Sixty-two percent of the decision-point survey respondents report the use of FFP first to treat patients with their team’s definition of HR. The randomized clinical trial of Avidan et al. (7) revealed that treating prospectively identified HR with fresh frozen plasma was not successful in raising the ACT above the target minimal CPB value. Considering that there are major possible complications with the use of fresh frozen plasma (15), it should not be transfused with the expectation that the ACT will increase (7).

It is apparent that more high-level evidence and more expert review might improve the use and success of the algorithm. The next step for the algorithm is clinical trial. Perfusionists and cardiac teams should consider adopting the algorithm if they are in the 47% of the survey respondents that do not have a written clinical procedure guideline for heparin dosing for adult CPB.

APPENDIX

  1. Do you currently use a written evidence-based clinical procedure guideline for heparin dosing for your adult CPB patients?

  2. How often do you interview patients or review their medical records for signs or predictors of heparin re-sistance prior to administering heparin?

  3. Which of the following patient signs do you consider a predictor of heparin resistance?

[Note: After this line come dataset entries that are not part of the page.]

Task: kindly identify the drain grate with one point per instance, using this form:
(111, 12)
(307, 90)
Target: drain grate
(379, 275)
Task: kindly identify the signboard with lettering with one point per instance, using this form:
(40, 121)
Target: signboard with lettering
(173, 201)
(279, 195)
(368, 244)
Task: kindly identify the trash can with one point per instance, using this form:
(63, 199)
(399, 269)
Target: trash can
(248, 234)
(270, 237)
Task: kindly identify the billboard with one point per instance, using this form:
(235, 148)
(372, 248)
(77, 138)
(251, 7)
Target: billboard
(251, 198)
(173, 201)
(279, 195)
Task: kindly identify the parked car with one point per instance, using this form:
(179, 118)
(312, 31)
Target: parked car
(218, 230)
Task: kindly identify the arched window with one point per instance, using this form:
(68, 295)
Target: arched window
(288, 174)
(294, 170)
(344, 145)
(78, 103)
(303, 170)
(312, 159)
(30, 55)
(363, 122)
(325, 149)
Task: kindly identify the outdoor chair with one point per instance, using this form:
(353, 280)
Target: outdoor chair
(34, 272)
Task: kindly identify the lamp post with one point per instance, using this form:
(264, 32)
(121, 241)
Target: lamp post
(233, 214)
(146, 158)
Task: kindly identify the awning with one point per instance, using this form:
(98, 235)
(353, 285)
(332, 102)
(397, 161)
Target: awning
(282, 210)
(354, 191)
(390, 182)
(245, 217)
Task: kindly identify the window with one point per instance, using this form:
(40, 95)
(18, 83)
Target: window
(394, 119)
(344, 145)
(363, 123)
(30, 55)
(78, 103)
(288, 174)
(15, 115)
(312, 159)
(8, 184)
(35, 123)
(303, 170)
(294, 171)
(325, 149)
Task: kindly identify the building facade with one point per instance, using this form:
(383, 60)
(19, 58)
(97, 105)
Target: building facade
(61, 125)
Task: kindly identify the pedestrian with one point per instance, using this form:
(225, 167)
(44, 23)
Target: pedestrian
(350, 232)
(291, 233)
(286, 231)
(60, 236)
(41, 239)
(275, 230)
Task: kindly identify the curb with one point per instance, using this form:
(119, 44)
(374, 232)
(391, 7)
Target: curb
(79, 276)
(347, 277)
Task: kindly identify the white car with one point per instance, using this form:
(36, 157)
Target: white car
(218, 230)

  4. Do you prophylactically increase the heparin loading dose based ONLY on patient characteristics in the medical history?

  5. Do you have access to a patient-side analyzer (Medtronic HMS, ITC HDR, etc.) to perform in-vitro heparin dose response tests prior to patient heparin dosing?

  6. Do you routinely perform in-vitro heparin dose-response tests on your adult CPB patients before heparin dosing?

  7. Do you measure blood AT-III activity (assay) levels if you suspect that a patient is heparin resistant?

  8. What initial loading dose of heparin do you routinely use for adult CPB patients?

  9. To safely initiate CPB, what is your team’s acceptable LOW limit for the ACT after heparin administration?

  10. When using aprotinin (Trasylol), does your team INCREASE the safe acceptable minimal ACT to initiate CPB?

  11. What is the maximum heparin dose your team will administer BEFORE taking additional measures to reach the minimal safe ACT for CPB?

  12. If you have used AT-III injections to treat heparin resistance, what method do you use to estimate the AT-III dose?